Nearly three decades had passed since Wilder swam for Harlan.
“He called me regularly after that, just to check on how we were doing,” Wilder said this week. “I don’t know that that was very unusual because I’m sure there are a lot of coaches who keep up with the people they had an influence on. But I know how much influence Bill had on so many of us. He touched so many lives at Florida; and long after those people moved on.”
That very impact of which Wilder spoke was the impetus of his mission to pay homage to Harlan, the six-time Southeastern Conference Coach of the Year and member of the UF Athletic Hall of Fame, with something of significance to the program he helped guide to prominence.
So next week, Coach Gregg Troy will be at Wilder’s side when UF officially dedicates the Bill Harlan Swim Team Meeting Facility in memory of the beloved coach who died in 2004 at the age of 83.
The 3,900-square foot project, built at a cost of $1.4 million, will link the outdoor pool with an atrium area into the main pool at the O’Connell Center and include meeting space, complete with an audio-visual system, and additional storage space.

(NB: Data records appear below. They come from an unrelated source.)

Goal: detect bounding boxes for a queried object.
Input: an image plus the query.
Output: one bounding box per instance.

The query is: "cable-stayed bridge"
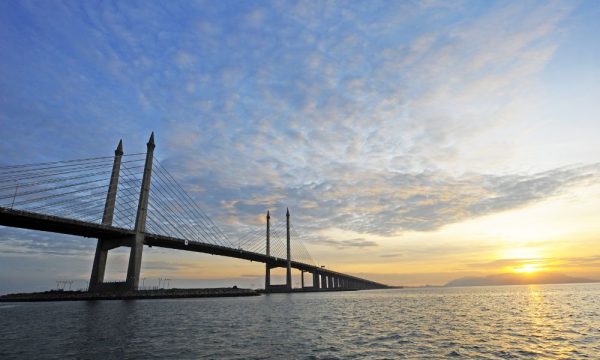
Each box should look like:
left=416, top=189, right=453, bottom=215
left=0, top=133, right=387, bottom=292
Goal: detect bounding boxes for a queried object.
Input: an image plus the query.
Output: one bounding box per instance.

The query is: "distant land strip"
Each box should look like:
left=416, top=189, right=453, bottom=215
left=0, top=287, right=260, bottom=302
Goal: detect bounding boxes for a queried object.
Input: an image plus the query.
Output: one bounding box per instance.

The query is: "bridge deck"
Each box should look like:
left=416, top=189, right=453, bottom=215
left=0, top=207, right=387, bottom=287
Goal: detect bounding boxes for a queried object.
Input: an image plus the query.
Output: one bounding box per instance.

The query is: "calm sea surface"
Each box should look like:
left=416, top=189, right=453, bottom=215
left=1, top=284, right=599, bottom=359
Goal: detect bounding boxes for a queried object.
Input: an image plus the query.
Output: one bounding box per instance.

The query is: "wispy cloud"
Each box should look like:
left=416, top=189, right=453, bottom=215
left=319, top=238, right=378, bottom=249
left=0, top=228, right=94, bottom=256
left=467, top=258, right=546, bottom=269
left=380, top=253, right=403, bottom=259
left=207, top=163, right=600, bottom=238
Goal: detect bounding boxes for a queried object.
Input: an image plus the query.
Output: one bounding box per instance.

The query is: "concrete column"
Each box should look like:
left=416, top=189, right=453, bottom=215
left=89, top=245, right=108, bottom=291
left=313, top=272, right=319, bottom=289
left=285, top=208, right=292, bottom=290
left=126, top=132, right=154, bottom=290
left=301, top=270, right=305, bottom=288
left=89, top=140, right=123, bottom=291
left=321, top=274, right=328, bottom=289
left=265, top=210, right=270, bottom=291
left=328, top=276, right=334, bottom=289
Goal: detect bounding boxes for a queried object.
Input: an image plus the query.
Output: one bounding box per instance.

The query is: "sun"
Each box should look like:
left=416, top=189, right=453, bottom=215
left=513, top=263, right=541, bottom=274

“There was a definite need identified for the swimming and diving program,” said Chip Howard, executive associate athletics director for external affairs. “Up until the project completion, the meeting area had been on the lobby floor of the upstairs offices. Coach Troy and his student-athletes will appreciate having their own dedicated space.”

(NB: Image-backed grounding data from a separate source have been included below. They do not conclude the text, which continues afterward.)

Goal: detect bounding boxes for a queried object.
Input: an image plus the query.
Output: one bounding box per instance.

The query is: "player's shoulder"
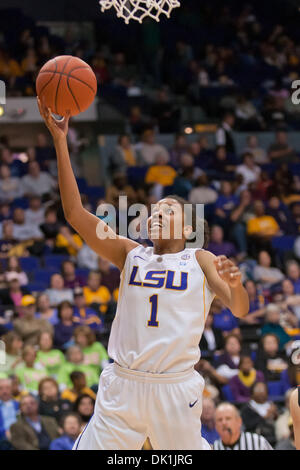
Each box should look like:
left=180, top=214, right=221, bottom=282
left=194, top=248, right=216, bottom=267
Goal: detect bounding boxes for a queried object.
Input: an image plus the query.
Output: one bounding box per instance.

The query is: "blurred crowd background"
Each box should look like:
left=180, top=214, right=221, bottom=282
left=0, top=0, right=300, bottom=451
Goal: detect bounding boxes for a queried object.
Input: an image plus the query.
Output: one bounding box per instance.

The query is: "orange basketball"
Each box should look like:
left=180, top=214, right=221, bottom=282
left=36, top=55, right=97, bottom=117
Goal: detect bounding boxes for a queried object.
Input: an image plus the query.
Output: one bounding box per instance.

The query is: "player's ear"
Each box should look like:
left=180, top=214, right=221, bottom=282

They’ll have Wilder, 73, and Richard Ahrens, 65, another Harlan protege, to thank. The two provided the bulk of the financial backing because they wanted their coaching and Gator Great to be remembered by the new guard of Florida swimmers.

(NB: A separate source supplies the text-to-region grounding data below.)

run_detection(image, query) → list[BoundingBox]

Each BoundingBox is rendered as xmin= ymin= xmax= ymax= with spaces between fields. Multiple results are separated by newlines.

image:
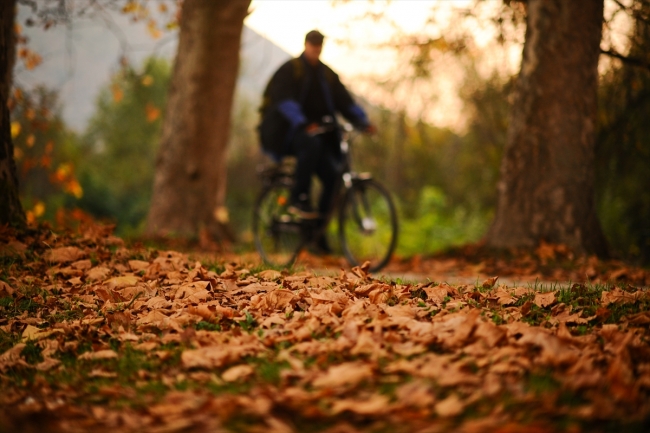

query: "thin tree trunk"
xmin=0 ymin=0 xmax=24 ymax=227
xmin=146 ymin=0 xmax=250 ymax=243
xmin=486 ymin=0 xmax=608 ymax=256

"He was like a father figure to all of us,” said Ahrens, an All-American breaststroker in ’65 and ’66. “Being away from home for the first time was hard for me, but Bill became my guiding light.”
Harlan (pictured right) was a lifelong Gator who grew up in Gainesville, attending football games a young boy and eventually lettering as a member of the diving team after serving in World War II. After four years as an assistant, Harlan became head coach of the swimming and diving team in 1963 and over the next 14 years won eight SEC team titles and placed the Gators in eight NCAA meets.
Wilder, out of North Miami, was a freestyle specialist on those early ‘60s teams. He recalled Harlan as disciplinarian more than a technician.
“He worked our butts and didn’t put up with any slackers,” Wilder said. “He always thought we could be better than we thought we could be ourselves. And damn if he wasn’t right.”
Those were the days when all practices were held in the outdoor pool just east of Florida Field.
“When I got my scholarship [in ’63], Bill said we’d have an indoor pool by my junior year ... and I think the O’Dome opened in 1981," Ahrens said with a laugh. "But being outside all the time -- two practices a day -- that toughened us up.”
And they remembered their coach for it.
After college, Wilder became a journalist (first with The Miami Herald, then with a South Florida television station) before taking an investing tip from a restaurant chain looking to open franchises in Northwest Florida.
McDonald’s, as it turned out, did pretty well in Pensacola.
Wilder sold his seven franchises and retired seven years ago.
“Back in 1996, I endowed a scholarship in Bill’s name,” he said. “Now, I was in the position to do a little more.”
For UF swimmers, both present and future, this tribute to Harlan will mean so much more.